Contenimento e contropiede: questo e null'altro hanno fatto gli uomini del santone Bajevic, dopodiché, quando si può contare su uno dei pochi fuoriclasse d'attacco del calcio mondiale, si può anche riuscire a sfruttare una delle poche palle gol e a sfiorare una vittoria che sarebbe stato premio fin troppo eccessivo. Verrebbe da dire che se questa Italia avesse un Dzeko, là davanti, potrebbe persino avvicinarsi ai massimi valori del football europeo, una volta raggiunta la miglior condizione atletica. Al Franchi Belotti ha deluso, timido e privo di slancio; avendo in rosa la Scarpa d'oro europea, bisognerebbe trovare il modo di sfruttarla al meglio. Da troppe parti si legge che Immobile non rappresenti la soluzione ideale per il modulo - Mancini, ma credo sia un preciso dovere del trainer e dello stesso bomber laziale trovare un punto d'incontro tattico, per non privare la selezione di una bocca da fuoco potenzialmente devastante.
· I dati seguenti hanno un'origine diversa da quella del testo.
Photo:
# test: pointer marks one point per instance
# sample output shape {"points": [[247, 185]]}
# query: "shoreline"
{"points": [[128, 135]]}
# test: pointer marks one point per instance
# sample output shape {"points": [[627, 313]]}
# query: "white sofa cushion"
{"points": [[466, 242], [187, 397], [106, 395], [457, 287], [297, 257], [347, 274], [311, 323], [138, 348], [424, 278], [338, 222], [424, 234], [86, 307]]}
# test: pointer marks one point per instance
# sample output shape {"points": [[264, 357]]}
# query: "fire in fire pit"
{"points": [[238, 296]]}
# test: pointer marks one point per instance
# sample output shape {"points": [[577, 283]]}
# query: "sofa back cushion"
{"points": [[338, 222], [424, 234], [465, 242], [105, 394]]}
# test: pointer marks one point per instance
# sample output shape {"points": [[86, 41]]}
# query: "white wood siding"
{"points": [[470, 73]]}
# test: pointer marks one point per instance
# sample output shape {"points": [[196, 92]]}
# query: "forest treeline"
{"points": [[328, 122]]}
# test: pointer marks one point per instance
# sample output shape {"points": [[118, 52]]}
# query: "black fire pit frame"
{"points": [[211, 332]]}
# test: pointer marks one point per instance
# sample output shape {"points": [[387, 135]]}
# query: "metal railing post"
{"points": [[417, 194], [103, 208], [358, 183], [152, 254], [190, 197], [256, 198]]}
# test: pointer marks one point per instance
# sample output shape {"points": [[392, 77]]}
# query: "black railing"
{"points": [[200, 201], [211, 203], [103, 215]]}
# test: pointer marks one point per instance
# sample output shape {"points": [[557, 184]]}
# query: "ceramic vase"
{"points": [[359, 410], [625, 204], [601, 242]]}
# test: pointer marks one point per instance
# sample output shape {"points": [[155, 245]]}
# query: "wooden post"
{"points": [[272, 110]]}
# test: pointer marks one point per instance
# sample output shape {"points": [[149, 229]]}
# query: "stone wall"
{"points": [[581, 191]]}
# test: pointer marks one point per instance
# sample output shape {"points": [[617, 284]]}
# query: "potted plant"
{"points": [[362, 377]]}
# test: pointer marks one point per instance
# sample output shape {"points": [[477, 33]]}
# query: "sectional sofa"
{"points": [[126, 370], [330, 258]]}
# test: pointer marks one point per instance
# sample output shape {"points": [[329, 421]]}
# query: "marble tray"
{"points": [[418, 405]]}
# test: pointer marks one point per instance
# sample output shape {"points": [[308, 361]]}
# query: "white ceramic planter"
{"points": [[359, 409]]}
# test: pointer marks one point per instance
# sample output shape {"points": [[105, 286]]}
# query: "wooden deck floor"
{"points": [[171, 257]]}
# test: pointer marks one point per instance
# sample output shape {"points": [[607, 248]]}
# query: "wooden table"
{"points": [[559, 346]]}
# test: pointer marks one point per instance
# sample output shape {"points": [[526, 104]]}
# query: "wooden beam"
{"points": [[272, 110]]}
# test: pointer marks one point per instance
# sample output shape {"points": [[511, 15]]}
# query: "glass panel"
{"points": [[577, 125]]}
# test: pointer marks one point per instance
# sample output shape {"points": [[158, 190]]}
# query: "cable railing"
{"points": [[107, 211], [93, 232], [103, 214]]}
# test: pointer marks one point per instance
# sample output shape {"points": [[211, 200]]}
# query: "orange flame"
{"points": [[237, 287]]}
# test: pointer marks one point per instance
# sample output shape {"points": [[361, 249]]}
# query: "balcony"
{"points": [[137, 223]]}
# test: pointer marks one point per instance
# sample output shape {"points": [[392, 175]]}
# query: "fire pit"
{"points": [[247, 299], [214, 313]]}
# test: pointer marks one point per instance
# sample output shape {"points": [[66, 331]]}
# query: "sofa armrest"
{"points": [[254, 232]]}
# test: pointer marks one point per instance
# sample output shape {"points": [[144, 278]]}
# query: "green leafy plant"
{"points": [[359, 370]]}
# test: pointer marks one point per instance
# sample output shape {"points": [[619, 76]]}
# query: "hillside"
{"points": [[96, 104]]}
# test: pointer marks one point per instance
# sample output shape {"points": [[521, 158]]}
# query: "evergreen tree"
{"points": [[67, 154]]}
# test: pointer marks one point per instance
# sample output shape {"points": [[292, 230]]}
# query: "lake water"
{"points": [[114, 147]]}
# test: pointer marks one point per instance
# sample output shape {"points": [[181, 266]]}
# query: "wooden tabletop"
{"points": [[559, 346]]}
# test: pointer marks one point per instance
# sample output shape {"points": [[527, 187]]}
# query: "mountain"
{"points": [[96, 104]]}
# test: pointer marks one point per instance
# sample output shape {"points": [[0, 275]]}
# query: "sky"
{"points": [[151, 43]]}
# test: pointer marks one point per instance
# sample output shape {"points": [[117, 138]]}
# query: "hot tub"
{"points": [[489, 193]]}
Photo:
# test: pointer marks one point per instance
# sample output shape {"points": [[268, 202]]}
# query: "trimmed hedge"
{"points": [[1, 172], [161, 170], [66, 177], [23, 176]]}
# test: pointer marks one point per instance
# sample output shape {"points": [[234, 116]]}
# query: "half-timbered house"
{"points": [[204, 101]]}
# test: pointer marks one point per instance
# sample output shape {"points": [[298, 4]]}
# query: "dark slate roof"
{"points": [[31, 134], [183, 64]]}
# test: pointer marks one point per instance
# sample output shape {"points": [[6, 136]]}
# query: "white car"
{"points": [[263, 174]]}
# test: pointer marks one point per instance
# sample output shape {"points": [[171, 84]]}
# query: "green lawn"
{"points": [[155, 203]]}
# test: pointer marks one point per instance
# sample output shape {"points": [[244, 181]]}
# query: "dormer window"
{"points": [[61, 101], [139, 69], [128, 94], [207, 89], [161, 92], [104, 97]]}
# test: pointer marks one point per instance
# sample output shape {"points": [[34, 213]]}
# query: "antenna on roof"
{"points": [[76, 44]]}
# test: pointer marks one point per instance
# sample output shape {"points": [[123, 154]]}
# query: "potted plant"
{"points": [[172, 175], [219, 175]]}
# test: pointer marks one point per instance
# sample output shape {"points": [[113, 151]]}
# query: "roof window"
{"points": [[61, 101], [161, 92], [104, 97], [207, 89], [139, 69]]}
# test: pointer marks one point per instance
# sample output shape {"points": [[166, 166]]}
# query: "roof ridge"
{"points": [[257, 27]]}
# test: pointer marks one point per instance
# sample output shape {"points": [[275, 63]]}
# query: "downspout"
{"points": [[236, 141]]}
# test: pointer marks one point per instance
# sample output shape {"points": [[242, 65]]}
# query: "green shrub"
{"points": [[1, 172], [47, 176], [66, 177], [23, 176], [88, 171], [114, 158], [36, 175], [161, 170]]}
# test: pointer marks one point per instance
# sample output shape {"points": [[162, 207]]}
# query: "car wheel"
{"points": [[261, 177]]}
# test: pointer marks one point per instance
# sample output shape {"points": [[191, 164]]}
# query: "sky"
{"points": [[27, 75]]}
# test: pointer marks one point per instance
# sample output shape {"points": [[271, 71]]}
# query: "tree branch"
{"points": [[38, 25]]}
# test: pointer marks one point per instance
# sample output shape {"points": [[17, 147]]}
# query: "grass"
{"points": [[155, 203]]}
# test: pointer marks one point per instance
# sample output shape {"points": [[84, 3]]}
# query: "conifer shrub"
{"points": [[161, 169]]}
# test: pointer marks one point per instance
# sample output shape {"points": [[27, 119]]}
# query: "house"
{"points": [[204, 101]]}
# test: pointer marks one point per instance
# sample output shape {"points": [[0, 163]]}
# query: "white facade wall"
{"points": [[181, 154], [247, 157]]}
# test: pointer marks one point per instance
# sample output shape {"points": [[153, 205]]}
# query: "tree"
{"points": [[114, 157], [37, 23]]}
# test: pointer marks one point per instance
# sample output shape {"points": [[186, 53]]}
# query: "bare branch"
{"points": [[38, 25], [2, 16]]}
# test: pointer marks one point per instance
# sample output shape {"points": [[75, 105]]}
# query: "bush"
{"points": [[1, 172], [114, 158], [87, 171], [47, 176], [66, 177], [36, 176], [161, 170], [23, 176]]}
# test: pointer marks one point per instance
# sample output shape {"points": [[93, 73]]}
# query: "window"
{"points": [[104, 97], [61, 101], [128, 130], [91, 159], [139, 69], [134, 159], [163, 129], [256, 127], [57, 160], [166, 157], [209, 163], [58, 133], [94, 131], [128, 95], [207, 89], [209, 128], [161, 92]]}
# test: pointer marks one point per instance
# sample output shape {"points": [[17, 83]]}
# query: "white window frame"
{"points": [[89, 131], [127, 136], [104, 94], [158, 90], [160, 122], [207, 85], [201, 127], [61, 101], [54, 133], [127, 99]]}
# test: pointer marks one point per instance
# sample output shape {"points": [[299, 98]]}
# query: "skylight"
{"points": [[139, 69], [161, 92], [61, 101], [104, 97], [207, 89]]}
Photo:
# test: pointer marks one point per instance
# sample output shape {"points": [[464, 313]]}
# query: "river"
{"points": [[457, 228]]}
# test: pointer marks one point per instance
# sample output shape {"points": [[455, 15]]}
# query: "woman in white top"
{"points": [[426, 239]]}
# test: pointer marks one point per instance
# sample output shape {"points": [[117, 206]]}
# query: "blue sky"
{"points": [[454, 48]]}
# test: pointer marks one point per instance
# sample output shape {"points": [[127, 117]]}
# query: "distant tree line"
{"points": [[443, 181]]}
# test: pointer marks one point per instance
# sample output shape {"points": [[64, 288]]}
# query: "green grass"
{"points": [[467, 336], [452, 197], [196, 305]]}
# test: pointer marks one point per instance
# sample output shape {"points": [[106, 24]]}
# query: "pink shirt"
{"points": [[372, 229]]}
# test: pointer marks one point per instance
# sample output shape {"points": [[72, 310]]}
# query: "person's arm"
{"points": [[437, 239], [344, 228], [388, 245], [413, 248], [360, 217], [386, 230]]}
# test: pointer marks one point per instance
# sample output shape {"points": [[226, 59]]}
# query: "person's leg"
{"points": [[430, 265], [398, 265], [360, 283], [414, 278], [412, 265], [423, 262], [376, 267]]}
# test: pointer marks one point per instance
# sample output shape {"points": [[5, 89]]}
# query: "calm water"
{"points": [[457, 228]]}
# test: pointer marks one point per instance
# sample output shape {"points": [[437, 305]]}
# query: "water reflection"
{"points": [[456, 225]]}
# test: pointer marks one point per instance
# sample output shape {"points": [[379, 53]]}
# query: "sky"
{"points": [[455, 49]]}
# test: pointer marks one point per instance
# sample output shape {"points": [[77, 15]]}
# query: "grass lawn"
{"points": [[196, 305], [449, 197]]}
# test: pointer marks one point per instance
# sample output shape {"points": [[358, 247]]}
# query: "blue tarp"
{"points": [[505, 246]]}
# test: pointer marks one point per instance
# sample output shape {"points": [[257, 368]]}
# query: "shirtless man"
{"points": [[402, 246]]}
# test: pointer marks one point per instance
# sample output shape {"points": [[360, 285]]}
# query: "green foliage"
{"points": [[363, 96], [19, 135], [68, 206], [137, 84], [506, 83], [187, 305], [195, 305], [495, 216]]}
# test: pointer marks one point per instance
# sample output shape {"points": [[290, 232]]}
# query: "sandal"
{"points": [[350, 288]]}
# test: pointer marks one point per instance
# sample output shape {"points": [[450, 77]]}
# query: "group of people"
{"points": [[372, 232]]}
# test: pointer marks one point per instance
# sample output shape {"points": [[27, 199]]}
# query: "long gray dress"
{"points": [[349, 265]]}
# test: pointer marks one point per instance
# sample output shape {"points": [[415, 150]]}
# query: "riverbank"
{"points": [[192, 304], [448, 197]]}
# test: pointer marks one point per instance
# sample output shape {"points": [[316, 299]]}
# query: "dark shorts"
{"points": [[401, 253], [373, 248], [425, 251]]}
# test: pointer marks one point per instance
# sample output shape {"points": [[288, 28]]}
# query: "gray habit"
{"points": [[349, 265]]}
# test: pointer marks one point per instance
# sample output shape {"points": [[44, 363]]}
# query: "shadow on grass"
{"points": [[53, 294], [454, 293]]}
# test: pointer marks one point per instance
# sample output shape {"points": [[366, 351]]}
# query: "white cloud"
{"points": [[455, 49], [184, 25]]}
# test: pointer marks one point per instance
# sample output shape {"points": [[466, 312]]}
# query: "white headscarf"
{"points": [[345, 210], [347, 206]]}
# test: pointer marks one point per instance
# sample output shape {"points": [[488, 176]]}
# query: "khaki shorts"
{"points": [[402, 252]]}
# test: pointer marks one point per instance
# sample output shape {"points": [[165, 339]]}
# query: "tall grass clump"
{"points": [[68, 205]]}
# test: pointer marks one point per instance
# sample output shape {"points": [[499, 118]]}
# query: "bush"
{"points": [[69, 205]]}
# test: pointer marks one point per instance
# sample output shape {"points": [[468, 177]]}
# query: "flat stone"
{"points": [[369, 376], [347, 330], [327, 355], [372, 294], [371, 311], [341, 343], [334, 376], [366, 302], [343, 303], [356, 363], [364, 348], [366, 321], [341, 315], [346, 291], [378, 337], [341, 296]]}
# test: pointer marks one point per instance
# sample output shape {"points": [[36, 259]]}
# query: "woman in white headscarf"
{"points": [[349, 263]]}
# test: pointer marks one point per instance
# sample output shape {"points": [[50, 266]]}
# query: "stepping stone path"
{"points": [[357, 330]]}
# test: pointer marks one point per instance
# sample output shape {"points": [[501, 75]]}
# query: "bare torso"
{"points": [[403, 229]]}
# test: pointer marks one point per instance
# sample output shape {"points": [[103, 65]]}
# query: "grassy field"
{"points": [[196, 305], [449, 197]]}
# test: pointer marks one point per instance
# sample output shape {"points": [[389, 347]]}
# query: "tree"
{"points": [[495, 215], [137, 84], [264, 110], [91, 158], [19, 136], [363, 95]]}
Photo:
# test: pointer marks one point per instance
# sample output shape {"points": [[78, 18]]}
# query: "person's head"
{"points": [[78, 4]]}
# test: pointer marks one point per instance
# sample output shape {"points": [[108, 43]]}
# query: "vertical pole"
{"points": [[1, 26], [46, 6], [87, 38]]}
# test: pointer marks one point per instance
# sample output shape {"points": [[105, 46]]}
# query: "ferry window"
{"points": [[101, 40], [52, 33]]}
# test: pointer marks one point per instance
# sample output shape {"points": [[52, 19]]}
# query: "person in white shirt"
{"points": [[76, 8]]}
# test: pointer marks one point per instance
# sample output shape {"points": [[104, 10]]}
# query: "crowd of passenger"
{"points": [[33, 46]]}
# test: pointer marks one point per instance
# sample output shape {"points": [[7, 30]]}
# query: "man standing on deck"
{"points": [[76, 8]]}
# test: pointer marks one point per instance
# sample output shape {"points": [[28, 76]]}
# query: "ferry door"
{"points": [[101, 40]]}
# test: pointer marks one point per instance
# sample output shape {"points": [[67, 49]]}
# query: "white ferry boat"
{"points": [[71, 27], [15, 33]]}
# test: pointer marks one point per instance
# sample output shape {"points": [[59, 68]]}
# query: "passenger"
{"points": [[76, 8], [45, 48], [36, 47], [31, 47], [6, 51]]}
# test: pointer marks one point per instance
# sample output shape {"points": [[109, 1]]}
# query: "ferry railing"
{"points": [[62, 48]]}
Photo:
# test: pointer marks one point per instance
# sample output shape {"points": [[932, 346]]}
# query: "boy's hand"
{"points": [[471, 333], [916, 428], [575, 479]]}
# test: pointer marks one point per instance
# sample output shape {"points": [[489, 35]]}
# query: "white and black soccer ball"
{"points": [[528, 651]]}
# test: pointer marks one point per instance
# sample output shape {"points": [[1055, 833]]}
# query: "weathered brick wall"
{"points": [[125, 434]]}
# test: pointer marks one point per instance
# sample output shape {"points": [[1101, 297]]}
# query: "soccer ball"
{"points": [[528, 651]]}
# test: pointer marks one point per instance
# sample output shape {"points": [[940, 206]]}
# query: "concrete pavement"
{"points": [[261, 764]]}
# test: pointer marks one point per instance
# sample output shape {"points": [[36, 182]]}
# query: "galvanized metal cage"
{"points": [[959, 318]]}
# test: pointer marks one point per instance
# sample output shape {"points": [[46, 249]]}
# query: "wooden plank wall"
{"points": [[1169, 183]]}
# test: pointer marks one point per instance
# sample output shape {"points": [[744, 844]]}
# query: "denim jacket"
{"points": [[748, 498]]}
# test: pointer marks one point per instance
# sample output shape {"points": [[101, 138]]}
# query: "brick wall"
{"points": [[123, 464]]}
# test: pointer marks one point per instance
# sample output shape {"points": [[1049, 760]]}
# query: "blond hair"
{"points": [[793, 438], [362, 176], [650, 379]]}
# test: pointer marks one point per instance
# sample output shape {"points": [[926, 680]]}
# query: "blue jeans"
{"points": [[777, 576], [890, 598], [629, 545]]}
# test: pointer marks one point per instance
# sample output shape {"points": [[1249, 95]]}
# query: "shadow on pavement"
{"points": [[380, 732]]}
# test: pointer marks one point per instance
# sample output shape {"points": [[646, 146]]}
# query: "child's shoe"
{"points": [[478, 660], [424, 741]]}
Poco da dire sugli altri singoli. Senza infamia e senza lode la prova della coppia centrale Acerbi - Bonucci, che si sono lasciati sfuggire Dzeko sul gol ma hanno almeno tentato di contribuire alla fase di rilancio, com'è nelle loro corde (soprattutto dello juventino). Il più attivo in assoluto è stato Insigne: spesso disordinato, raramente incisivo, alla fine è risultato comunque il più pericoloso della sterile squadra azzurra, sfiorando il palo su punizione, colpendo un legno di testa e, nel finale, mettendo sulla testa di Zaniolo un tiro-cross che ha portato il romanista a un passo dal gol. Ma l'occasione migliore è capitata sui piedi di Florenzi, che di destro ha chiamato il portiere Sehic a una gran deviazione. E' stata peraltro l'unica cosa positiva per il veterano azzurro ex Valencia, divenuto famoso per le sue percussioni offensive che invece, nella circostanza, raramente si sono manifestate. In questa nuova era azzurra rimane un buon ripiego per un ruolo in cui dovrebbe figurare come prima scelta il napoletano Di Lorenzo.